Hi.
My team is planning to make a driver station with 5 LED lights that correspond to certain positions on a robot. We want to use an arduino to control these lights, but we are unsure on how to do this.
When looking up how to communicate with the robot, the most common result was using serial on the Roborio itself. This is impossible in this situation as the arduino will be connected to our driver station laptop. Is this any way to send output to the arduino from the driver station?
If you check out your KoPs you’ll find a small box from Texas Instruments containing an MSP430F5529 LaunchPad. We got these into every KoP for making awesome operator interfaces just like you want!
There is a utility that comes with the NI Update called “Gamepad Tool” which will program the LaunchPad to act as a USB HID gamepad. Add a few buttons, and the IO pins on the LaunchPad map directly to the gamepad functions. We also extended the USB HID interface to include indicator lights, and NI even added the functionality to the robot code so you can access them directly!
If you have any questions, feel free to PM me, or email the support line on the wiki (it goes to me and a few other TI engineers) and we’ll be happy to help.
I think the issue is there really isn’t an obvious way to have the robot talk to a device connected to the computer.
I wonder if NI VISA would recognize a USB to RS-232 converter as a com port. If it did you could send strings to the device using the smart dash based on values you get of the from the robot.
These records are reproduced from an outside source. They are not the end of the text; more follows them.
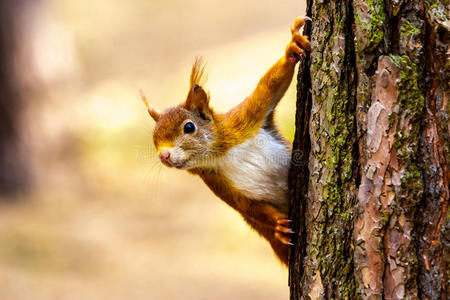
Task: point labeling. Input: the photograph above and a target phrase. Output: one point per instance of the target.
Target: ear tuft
(198, 75)
(151, 110)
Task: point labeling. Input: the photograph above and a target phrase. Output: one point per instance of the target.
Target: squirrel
(240, 154)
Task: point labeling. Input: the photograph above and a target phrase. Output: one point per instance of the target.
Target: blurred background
(86, 209)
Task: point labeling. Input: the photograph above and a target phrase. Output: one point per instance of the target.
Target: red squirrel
(240, 154)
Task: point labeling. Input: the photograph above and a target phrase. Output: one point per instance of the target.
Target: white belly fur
(259, 168)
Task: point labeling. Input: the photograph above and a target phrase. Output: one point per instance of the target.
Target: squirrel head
(184, 135)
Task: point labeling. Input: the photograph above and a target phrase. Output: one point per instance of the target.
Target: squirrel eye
(189, 128)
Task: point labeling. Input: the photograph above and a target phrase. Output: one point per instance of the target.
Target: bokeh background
(95, 215)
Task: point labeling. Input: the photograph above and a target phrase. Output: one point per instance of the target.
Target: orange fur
(216, 134)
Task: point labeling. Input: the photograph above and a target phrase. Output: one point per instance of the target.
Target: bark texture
(370, 194)
(14, 176)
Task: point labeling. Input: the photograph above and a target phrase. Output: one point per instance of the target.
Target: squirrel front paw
(298, 43)
(283, 231)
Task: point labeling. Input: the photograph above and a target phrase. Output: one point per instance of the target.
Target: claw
(284, 239)
(284, 229)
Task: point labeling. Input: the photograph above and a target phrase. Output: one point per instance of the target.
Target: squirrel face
(184, 135)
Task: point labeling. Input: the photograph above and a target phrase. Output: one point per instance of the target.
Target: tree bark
(14, 175)
(369, 178)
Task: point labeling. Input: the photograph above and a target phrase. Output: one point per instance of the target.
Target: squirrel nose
(164, 156)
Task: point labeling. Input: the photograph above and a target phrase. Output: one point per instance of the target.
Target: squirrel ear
(198, 101)
(151, 110)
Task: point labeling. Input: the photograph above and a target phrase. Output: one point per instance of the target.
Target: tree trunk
(14, 176)
(369, 177)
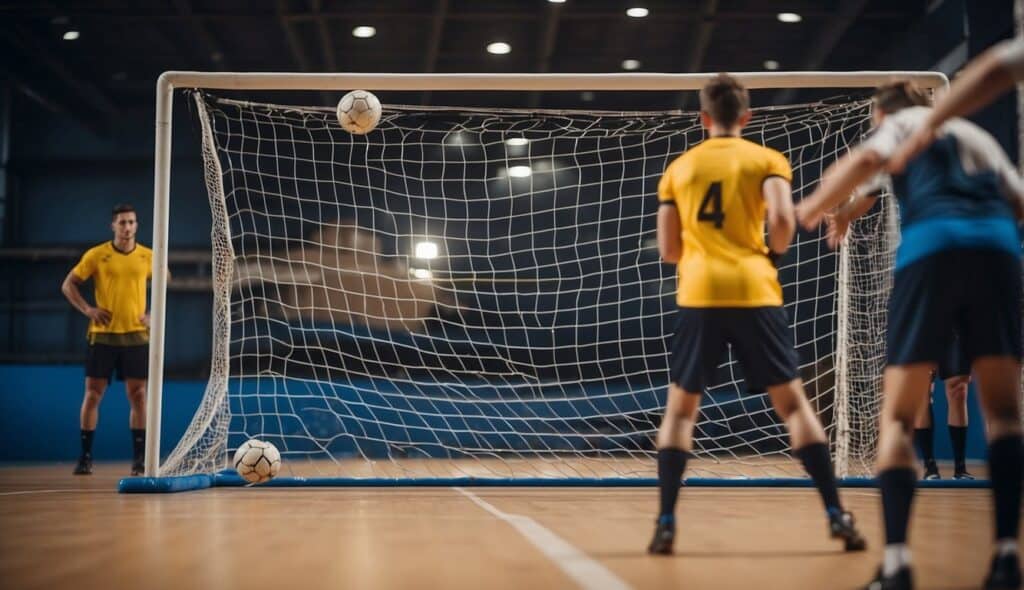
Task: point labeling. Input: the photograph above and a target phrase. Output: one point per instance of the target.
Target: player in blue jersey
(957, 269)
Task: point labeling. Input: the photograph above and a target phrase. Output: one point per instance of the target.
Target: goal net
(477, 293)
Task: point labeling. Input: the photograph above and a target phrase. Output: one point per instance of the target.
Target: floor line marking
(586, 572)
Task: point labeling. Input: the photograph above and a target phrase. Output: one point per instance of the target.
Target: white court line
(585, 572)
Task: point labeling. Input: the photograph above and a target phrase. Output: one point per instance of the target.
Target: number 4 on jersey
(711, 206)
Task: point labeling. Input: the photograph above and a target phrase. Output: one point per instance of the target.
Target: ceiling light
(499, 48)
(426, 250)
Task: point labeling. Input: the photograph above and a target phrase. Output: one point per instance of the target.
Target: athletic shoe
(84, 466)
(842, 527)
(901, 580)
(665, 537)
(1005, 573)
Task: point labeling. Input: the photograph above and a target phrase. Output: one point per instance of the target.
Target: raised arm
(984, 80)
(839, 181)
(781, 223)
(670, 237)
(74, 296)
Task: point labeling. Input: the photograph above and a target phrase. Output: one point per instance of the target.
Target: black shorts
(953, 363)
(973, 293)
(760, 336)
(130, 362)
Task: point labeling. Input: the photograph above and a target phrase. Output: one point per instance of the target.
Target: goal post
(615, 401)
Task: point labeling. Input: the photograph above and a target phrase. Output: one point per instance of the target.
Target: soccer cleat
(1005, 573)
(842, 527)
(84, 466)
(665, 537)
(902, 580)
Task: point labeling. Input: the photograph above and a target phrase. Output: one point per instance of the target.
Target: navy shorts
(953, 363)
(973, 293)
(129, 362)
(760, 337)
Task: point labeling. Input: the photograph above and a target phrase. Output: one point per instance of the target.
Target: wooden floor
(62, 532)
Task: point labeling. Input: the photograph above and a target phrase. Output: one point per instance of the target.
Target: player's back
(717, 190)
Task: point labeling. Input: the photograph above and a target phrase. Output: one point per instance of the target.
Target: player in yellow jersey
(715, 200)
(119, 329)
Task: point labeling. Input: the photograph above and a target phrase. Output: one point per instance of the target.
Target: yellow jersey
(119, 280)
(716, 188)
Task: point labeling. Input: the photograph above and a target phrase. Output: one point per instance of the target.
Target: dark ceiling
(123, 46)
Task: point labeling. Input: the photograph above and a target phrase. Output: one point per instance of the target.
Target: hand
(838, 225)
(914, 144)
(807, 215)
(98, 315)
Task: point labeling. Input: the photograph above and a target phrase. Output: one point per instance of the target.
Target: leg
(998, 385)
(135, 389)
(924, 435)
(811, 447)
(675, 440)
(88, 416)
(956, 398)
(905, 387)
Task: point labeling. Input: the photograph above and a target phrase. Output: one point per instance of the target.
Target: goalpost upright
(416, 82)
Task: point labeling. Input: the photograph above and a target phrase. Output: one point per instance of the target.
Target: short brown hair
(725, 99)
(122, 208)
(898, 95)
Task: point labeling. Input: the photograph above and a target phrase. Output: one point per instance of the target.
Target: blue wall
(39, 410)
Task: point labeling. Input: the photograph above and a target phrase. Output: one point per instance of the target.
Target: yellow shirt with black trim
(717, 191)
(120, 280)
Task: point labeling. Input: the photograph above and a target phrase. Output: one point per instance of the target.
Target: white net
(477, 293)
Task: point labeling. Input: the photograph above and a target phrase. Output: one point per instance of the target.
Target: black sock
(923, 438)
(817, 463)
(87, 441)
(671, 464)
(957, 437)
(897, 495)
(138, 444)
(1005, 471)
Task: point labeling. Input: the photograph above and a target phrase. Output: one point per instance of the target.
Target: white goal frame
(343, 82)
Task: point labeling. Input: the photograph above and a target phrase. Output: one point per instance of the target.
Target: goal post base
(229, 479)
The intent with the new driverstation is to support HID gamepads as the ‘obvious’ way to communicate from the robot to the driver station, and a HID compatible microcontroller or a gamepad can be used to get custom input/output. This year’s WPILib API has functions to set outputs to the driver station which is communicated directly to the joystick.
The HID compatible Arduinos, like the Leonardo++, will work for inputs by default, however the libraries do not have support for HID outputs, meaning out of the box you would not be able to set indicator LEDs. The underlying software would need to be modified to add this support.
The LaunchPad in the kit can be loaded with prebuilt binaries to support input and outputs out of the box. So you can connect it to the driver station and hook both buttons and indicator LEDs to the board, and use the WPILib API to turn on/off the LEDs. The only downside is that if you want to edit the code the only option is the full eclipse based Code Composer. The Arduino forked environment for the LaunchPad (Energia) doesn’t work for HID.
VISA will recognize the USB to RS-232 converter properly so this approach would work. You just need to be careful with enumerating the correct port (and make sure the Smart Dashboard ports aren’t blocked at the event).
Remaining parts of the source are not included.